| Saregama India managing director A. Mitra, chairman Sanjiv Goenka and director J. N. Sapru at the company’s AGM in Calcutta on Thursday. Picture by Kishor Roy Chowdhury.
Calcutta, Sept. 26: Saregama India Limited (the erstwhile Gramophone Company), will be back into the black by 2003-04.
Addressing shareholders here today at the 55th annual general meeting, chairman Sanjiv Goenka said, “The current year will continue to feel the repercussion of high music acquisition costs for new Hindi films, lower realisations on account of price adjustments and lower volumes due to MP3 proliferation. We, therefore, expect this year to be as difficult a period as the previous year. However, the company is expected to start making profits from 2003-04.”
The R. P. Goenka group company had registered a net loss of Rs 25.76 crore in 2001-02 and a net loss of Rs 13.15 crore in the first quarter of the current financial year.

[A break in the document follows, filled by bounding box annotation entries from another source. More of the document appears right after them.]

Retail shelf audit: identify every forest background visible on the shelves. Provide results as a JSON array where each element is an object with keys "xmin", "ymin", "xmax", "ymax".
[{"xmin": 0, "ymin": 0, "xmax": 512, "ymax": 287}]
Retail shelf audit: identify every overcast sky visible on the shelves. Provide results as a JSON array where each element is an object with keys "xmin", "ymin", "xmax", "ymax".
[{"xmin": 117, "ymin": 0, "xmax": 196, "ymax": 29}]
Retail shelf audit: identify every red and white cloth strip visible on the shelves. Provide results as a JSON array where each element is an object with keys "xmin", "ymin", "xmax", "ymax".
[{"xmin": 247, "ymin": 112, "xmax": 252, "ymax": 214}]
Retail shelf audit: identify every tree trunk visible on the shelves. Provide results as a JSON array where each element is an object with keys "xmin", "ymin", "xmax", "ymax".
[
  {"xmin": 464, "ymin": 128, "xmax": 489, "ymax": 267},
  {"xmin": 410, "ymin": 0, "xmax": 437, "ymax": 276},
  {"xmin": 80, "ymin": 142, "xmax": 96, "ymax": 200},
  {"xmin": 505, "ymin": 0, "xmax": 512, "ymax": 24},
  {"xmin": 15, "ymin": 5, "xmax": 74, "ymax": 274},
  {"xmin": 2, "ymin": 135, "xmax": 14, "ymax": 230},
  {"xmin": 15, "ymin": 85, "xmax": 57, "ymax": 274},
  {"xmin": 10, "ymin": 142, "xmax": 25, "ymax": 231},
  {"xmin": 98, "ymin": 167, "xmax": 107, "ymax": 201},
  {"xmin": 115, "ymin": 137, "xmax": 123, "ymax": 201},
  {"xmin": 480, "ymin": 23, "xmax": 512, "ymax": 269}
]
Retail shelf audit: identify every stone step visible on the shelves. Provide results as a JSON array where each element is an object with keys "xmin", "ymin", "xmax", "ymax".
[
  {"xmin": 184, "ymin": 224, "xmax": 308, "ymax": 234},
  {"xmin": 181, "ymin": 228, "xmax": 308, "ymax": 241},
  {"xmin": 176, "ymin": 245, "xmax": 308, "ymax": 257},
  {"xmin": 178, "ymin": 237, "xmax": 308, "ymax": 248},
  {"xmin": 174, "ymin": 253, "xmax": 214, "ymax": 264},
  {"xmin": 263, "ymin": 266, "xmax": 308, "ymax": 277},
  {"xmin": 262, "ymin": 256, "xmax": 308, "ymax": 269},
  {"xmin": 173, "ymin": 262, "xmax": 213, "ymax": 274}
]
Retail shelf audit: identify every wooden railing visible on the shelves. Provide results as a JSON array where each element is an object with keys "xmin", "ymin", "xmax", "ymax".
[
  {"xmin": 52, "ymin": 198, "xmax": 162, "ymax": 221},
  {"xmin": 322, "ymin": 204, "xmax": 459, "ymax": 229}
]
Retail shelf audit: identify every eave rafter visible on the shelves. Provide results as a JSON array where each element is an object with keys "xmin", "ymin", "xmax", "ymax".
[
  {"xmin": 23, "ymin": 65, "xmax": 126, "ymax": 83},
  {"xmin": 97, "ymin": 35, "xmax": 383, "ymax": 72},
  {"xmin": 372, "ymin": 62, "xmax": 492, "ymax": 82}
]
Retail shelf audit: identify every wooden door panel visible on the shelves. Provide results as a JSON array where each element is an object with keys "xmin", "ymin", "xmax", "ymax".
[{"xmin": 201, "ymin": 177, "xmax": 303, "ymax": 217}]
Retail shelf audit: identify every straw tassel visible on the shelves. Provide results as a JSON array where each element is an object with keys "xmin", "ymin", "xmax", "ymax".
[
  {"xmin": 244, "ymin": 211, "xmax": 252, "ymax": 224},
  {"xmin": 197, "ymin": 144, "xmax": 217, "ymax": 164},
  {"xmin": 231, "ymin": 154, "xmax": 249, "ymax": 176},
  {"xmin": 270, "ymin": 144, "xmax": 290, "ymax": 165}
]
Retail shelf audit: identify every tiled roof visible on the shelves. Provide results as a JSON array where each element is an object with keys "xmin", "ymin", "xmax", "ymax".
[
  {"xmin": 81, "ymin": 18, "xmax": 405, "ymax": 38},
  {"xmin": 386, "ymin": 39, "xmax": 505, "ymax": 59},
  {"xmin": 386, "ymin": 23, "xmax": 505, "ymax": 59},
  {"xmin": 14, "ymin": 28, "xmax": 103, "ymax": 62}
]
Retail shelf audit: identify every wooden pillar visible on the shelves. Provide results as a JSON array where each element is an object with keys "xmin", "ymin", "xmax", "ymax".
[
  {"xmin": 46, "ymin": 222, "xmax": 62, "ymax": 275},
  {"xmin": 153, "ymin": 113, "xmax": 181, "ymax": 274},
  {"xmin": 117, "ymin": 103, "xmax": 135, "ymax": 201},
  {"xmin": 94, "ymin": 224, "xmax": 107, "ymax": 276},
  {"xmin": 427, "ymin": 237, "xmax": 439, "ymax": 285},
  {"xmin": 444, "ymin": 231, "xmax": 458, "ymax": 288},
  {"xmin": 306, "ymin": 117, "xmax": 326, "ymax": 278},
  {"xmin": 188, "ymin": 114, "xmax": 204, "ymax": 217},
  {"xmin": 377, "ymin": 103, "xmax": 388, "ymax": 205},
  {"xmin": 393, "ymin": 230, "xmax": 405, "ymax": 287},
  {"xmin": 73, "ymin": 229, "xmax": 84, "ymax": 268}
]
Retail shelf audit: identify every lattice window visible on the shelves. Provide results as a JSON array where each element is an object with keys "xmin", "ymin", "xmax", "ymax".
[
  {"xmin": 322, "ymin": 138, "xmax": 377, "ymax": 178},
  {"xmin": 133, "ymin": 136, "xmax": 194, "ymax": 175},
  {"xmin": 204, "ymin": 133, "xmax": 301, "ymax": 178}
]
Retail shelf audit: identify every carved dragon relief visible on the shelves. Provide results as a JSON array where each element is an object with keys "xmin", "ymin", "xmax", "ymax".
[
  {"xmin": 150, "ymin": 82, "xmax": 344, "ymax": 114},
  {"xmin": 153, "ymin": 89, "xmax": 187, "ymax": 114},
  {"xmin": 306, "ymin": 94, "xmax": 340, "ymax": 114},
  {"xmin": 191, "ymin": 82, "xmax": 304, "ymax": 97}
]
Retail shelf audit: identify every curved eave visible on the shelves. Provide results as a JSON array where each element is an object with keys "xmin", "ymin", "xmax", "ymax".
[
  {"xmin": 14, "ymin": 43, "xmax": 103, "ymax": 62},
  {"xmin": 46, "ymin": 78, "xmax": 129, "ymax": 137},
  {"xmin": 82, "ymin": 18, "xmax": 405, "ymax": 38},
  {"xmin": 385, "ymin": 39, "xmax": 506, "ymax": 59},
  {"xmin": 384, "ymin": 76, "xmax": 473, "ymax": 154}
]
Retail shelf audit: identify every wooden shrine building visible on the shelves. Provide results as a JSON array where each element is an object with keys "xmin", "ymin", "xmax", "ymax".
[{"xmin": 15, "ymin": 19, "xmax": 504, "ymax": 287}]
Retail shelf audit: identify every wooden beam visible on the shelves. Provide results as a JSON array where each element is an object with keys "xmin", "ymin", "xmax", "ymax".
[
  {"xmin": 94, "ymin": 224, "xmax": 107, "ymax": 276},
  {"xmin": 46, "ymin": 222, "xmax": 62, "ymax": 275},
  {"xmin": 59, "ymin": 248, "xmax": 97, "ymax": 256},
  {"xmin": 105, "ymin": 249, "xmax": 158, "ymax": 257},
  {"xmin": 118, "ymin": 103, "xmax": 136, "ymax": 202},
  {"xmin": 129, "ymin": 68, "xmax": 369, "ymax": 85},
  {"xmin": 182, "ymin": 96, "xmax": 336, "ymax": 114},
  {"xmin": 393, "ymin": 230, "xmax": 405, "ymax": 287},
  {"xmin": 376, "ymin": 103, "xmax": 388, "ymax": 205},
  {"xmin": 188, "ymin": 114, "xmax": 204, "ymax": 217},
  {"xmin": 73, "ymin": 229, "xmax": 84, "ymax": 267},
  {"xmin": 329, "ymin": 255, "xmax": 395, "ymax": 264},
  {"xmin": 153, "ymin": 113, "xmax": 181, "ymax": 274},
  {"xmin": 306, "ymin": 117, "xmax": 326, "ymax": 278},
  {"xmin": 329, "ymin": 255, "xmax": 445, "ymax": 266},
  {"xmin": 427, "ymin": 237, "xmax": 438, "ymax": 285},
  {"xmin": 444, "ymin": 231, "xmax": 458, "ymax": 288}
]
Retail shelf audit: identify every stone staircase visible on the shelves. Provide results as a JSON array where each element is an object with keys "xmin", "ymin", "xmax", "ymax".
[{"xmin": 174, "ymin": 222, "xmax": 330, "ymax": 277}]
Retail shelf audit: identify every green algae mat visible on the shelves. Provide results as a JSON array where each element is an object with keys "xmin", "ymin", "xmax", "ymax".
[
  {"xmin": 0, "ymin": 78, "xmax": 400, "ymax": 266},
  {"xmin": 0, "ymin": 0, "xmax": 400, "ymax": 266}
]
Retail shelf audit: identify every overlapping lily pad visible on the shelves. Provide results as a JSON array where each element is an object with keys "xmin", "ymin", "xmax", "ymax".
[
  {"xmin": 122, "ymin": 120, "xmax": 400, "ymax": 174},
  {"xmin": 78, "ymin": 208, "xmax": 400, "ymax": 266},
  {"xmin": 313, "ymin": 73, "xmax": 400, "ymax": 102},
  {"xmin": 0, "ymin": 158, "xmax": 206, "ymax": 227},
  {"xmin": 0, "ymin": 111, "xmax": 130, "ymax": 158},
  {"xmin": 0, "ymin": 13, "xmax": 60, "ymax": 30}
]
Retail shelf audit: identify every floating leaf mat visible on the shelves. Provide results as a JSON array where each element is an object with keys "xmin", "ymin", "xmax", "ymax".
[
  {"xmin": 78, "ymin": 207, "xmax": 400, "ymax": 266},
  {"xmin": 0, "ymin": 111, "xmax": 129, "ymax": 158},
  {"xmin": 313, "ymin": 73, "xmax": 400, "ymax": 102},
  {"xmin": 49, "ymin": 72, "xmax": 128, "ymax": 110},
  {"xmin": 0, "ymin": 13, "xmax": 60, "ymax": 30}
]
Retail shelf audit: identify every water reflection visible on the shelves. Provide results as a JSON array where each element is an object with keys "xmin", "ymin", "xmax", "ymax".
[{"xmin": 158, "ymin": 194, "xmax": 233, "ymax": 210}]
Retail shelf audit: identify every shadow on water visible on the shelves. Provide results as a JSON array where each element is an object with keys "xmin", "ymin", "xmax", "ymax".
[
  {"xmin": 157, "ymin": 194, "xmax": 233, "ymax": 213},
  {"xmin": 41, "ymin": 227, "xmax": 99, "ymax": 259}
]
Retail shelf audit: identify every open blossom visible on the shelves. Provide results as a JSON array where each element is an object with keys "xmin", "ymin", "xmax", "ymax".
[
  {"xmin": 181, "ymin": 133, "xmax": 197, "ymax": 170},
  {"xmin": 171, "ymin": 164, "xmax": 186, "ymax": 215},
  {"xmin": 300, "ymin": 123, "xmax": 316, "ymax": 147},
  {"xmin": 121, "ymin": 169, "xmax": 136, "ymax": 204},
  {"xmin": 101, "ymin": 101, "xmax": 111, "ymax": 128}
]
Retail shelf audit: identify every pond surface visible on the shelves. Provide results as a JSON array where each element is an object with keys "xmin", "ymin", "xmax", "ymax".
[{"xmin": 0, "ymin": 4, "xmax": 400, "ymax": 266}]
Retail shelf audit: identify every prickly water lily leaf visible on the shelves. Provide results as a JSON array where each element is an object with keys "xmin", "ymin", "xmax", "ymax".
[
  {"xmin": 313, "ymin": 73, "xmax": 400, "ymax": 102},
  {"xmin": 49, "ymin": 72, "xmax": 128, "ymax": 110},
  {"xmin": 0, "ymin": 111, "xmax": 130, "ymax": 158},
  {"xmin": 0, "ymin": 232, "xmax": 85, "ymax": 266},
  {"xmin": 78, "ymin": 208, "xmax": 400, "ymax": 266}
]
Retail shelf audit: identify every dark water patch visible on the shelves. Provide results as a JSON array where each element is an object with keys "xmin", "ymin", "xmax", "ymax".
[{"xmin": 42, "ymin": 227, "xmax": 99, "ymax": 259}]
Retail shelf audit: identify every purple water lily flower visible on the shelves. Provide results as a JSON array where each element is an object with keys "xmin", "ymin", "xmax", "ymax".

Goenka said the company was in advanced stages of launching its Hindi film production and Hindi television software ventures and deals regarding this were expected to be finalised within the next couple of weeks.
The company has acquired the music rights of films of major banners like that of Yash Chopra, Rajshri, and Ramesh Sippy, to be released during the year.
Goenka said the company’s television software was doing well and would contribute to the bottomline while the tieup with Warner Home Video ABP Group would bolster sales.
Revenues would also increase from the publishing stream, growth in CD volumes and a further reduction in operating expenditure.
“We have achieved a reduction of Rs 6 crore in operation expenditure and we will continue initiative through stricter budgetary controls and effective manpower rationalisation,” he said.
The chairman said they had already shifted the manufacturing location of their international business comprising Saregama Plc and RPG Global Mauritius from UK and Singapore to India, which would not only result in an annualised saving of Rs 1 crore, but also provide greater access to different repertoire.
Saregama Plc succeeded in bringing four new states in the US under its distribution network while RPG Global ventured into markets in Australia, New Zealand, Fiji, Indonesia, Thailand and Malaysia.
Saregama also plans to increase its airtime of TV software in the south through more programme offerings and had already moved to daily soap from weekly serials in that market.